The past two days I’ve had four things penciled in my day planner with three other events on tap for the end of the week and already I’m dog tired and wishing it was Sunday so I can sleep in. Monday it was to the dentist and The Gathering at the senior hall. As I drove the long trip to a dentist in another county south of town, I made a decision that I need to find one closer to home. Heck, I probably go past 100 others as I drive the dreaded S-curve through the city. I’ve known my dentist for forty years, before he even went to dental school. But on the way back home I made another decision to postpone the idea of leaving my tooth guy. Being around people who knew my husband and me before and after Don's stroke makes me feel good.

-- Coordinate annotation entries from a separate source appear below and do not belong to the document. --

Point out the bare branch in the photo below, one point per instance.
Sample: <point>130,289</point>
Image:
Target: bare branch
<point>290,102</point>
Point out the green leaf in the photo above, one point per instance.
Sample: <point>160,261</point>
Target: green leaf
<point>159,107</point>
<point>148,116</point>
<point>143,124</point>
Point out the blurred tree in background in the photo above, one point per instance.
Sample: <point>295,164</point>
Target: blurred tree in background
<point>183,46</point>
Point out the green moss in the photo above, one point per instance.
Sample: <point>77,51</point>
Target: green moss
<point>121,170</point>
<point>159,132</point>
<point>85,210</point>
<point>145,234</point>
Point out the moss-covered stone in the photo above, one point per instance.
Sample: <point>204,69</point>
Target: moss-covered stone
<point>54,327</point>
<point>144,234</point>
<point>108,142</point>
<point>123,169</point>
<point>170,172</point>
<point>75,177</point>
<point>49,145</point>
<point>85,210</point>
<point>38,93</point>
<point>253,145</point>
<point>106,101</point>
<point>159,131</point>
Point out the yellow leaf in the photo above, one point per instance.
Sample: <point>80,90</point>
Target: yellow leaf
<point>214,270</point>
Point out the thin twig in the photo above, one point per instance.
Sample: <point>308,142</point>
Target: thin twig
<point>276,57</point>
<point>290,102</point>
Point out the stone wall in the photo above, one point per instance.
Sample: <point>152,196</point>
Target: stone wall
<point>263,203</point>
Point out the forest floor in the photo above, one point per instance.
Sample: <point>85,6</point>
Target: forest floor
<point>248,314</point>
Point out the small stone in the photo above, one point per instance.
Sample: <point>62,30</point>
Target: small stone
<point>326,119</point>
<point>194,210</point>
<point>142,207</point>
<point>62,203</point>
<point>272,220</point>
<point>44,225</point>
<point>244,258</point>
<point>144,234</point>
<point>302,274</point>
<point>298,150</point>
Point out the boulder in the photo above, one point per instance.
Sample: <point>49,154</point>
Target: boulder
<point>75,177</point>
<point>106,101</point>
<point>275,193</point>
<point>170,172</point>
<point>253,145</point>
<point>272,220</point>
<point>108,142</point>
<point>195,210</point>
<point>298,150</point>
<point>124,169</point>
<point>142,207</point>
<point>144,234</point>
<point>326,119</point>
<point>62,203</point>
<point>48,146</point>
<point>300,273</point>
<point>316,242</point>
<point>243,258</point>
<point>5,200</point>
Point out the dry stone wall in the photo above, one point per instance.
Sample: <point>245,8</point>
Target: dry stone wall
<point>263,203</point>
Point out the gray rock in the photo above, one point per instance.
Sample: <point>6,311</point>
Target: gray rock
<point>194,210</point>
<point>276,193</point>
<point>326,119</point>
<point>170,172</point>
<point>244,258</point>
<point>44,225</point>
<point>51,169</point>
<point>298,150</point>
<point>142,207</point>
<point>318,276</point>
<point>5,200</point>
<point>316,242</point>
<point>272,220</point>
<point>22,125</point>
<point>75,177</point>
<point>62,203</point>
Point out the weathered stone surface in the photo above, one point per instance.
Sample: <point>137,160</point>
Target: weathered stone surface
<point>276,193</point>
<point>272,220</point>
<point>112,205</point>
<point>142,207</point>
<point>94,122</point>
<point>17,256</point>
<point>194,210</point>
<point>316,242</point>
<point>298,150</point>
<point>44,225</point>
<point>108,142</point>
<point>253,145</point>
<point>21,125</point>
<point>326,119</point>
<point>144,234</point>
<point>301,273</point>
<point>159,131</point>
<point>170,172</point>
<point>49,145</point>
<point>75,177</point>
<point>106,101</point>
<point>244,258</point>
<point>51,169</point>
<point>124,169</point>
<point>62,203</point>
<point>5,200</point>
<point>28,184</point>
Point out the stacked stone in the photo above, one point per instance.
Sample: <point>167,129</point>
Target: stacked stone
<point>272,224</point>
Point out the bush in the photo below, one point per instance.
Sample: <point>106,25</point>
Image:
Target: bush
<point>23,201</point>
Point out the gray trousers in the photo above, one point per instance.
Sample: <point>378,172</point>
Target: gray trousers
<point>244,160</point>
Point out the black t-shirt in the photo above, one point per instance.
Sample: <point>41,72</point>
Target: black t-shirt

Though I have to admit at The Gathering (for people looking for friends) I came close to feeling that same way with some new acquaintances. A woman in the group who has an extensive background in dealing with deaf people got us all sharing our life experiences with disabilities. I was able to talk about my husband’s and my experience going to speech classes with future speech pathologists. For six years, two days a week, I sat behind a one way mirror with a college professor and her class as a series of student clinicians worked with my husband on the other side of the glass. Even though his vocabulary never got above twenty-five unprompted words), my husband often had all of us laughing so hard it was hard to stop and he could intone a single word in a dozen ways in an effort to be understood. The professors kept him at the college for so long because, they said, he taught their students to see their clients as more than just textbook language disorders; that real people with unique personalities are underneath the disability they’d be treating out in the field.

Most widows who were caregivers to our spouses have our battle scars and war stories to tell. Some fought the revolving doors of medical clinics and treatment changes. Some witnessed the slow decline of the mind and/or the body. We caregiver veterans recognize kindred spirits and we seem to bond over being “valued and understood” in that context. I was a daughter, a sibling, an artist, a wife, a florist, and a snowplower and people everywhere understand what those labels mean but somehow summarizing the last twelve years of life with Don up with the single word of “caregiver” seems like it lacks clarity to anyone who has not-been-there-done-that. One woman who was at The Gathering talked about how the local widows group helped her with that. I had been invited by mail to join that widow's group in my first year out from Don’s death, but going meant I’d have to go through the dreaded S-Curved after dark so I passed on the opportunity.

Tuesday I was back to the senior hall for the Matter of Balance class and a luncheon where a Korean violinist entertained us with Bach and a few hard rock pieces that he arranged himself. His talks in between sonatas (or whatever they’re called) made me wish I could find a music appreciation class. That guy could make his two hundred year old instrument sing and he had a wonderful sense of humor as he answered our many questions. Someone asked how long he'd been playing and he took out his phone and said, "About ten minutes." Someone else asked if he could play The Devil Went Down to Georgia and he answered that he can play it but he won’t, adding that all violinists hate getting that request. He didn't explain why but he did explain the differences between a fiddle and a violin—the same instrument held in a different way, one featuring finger work, the other featuring bow work. Being a long-time fan of blue-grass music it wasn’t much of a stretch for me to thoroughly appreciate this solo act. Lunch and a great floor show for $6.00. It doesn’t get much better than that and he made it worthwhile to be dog tired this week. ©

I love this two minute video with its upbeat message about love, death and looking at life. If anyone knows who this guy is, please clue me in. I should know but I've been drawing a blank for days.